L’armistice ? « Encore un grand mot obscur que les Nègres de Grand-Anse apprirent tout soudain ».  «C’était un méli-mélange, je vous jure, mesdames-messieurs, Nègres, Chabins, Mulâtres, Békés, Indiens-Koulis, Chinois, Syriens ont défilé ensemble-ensemble, main dans la main, il n’y avait plus  ni riches comme Crésus, ni pauvres comme Job, ni parleurs de beau-français, ni jargonneurs de créole- soubarou. On chantait « Vives les alliés ! Vive la mère patrie ! ».

Ce livre important est une ode à la langue, en signe de reconnaissance singulière des Antilles à la France pour le seul cadeau dont la France est créditée sans réserve. Une langue gourmande, inventive, gorgée d’énergie et de sève, réflexive et pourtant mutante. On y évoque des  « enrageaisons, des belles paroles sirop-miel, des choses sorcières, le finissement du jour, des pluies qui fifinent sans arrêt, des etcetera d’années», on y croise  « des personnes pleines de savantise , des dénantis, des galoches-chopines, des grandiseurs,  des dames de-ce-que-de » ; on y « réciproque » , on « s’y répand à grand ballant », on « brocante deux-mots-quatre-paroles » ou on « voltige des injuriées ».  On y rencontre même «  un général au nom comique : Pétain ».

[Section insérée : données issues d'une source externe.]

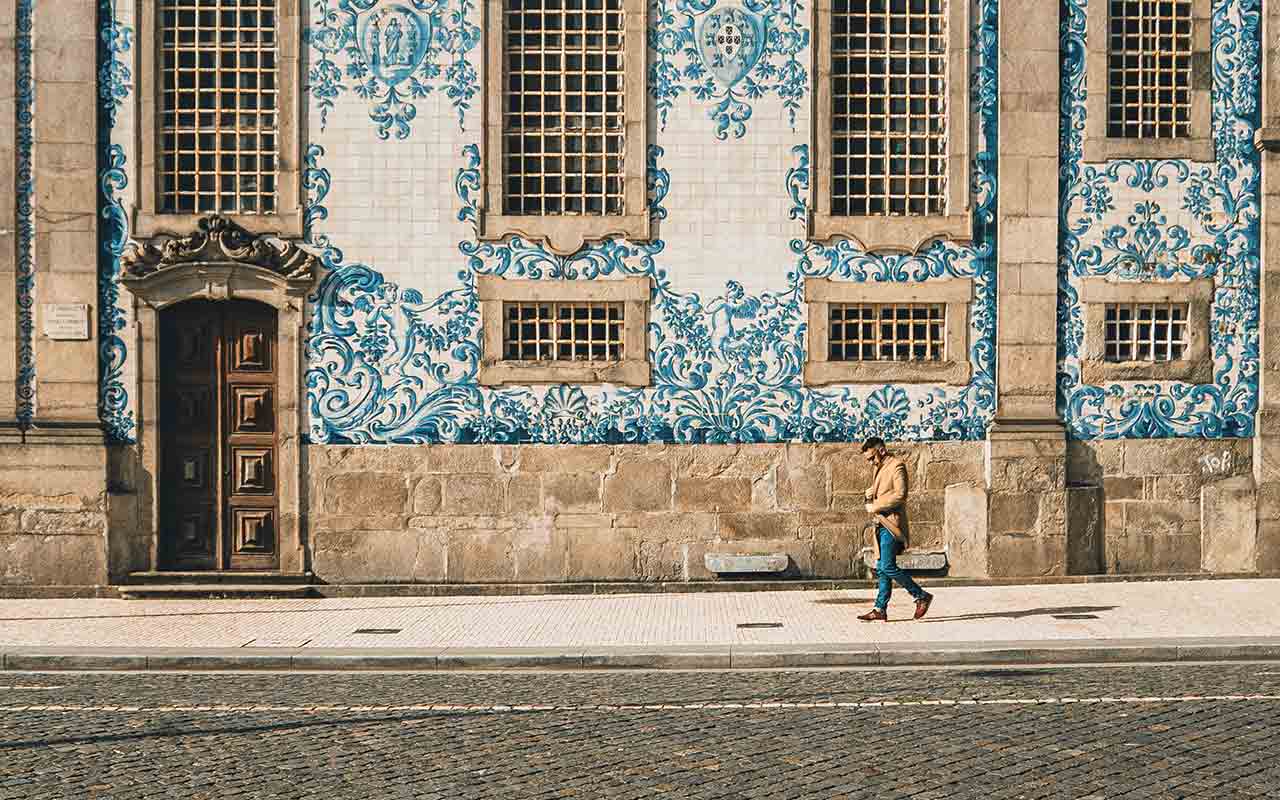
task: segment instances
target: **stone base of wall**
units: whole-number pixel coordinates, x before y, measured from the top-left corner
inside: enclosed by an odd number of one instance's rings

Cette dernière saillie, un peu dissonante pour le lecteur contemporain, annonce la distance et l’âpreté du ressentiment, lequel se révèle dans le corps à corps des tranchées dans un court texte qui s’intitule « Chair blanche, corps nègre », fiché dans le livre comme une écharde. Soulignant « le plaisir intense que l’on ressent en enfonçant la baïonnette dans le génitoire de l’ennemi», le personnage Théodore  confesse à cet instant avoir pour ennemi « non le Teuton mais le Blanc » : « La baïonnette qui s’enfonce efface d’un seul trait des siècles d’agenouillement, d’humiliation », sa gêne ensuite d’être cité à l’Ordre du Mérite alors qu’il «  n’a jamais été question de courage mais de soif », ce « plaisir qui laisse intranquille » et la leçon qu’il en tire : « Cette guerre barbare a comme rétabli votre humanité en vous plaçant désormais à l’exacte hauteur de l’homme blanc. Voici ce qui ne saurait se  proclamer en place publique ! ».

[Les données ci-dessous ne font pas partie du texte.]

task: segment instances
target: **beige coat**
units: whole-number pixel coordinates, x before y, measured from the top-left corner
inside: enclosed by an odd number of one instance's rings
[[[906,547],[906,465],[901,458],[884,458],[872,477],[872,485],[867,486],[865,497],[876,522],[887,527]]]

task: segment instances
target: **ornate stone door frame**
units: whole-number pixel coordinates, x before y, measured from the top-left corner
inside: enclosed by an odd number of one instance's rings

Voilà la force de ce livre. Tout sauf pleurnichard. Acre sous le fleuri du style. Qui peut gêner aux entournures.

Mais on aurait tort de détourner le regard. On y parle moins de la guerre que de la France. La France ? Une marâtre fille d’esclavagistes. Au fond assez peu affectionnée, à l’exception de sa langue, de ses instit et de ses pensions militaires. Dont l’histoire en impose certes mais dont le rapport à soi, « nous autres les Créoles » écrit Confiant, paraît à suivre l’auteur irréversiblement altéré. Comme une flétrissure sur l’épaule du forçat à tort condamné, que l’on peut faire semblant d’ignorer mais qui est là, preuve obsédante et disgracieuse d’une injustice. Un viol enfoui que l’on n’évoque plus mais qui aurait à ce point compromis l’avenir que l’on préfère désormais demeurer en famille.

Des esprits étroits appellent volontiers « communautarisme » cette souffrance tue, cette mélancolie de paradis perdu où il n’y eût jamais d’autre paradis que l’entre soi. Par défaut des autres. Par manquement, crime ou seulement défiance de la part des autres. C’est cette erreur d’optique, si terriblement contemporaine, que Confiant nous fait explorer, sans complaisance excessive, dans ce beau roman salubre et dérangeant.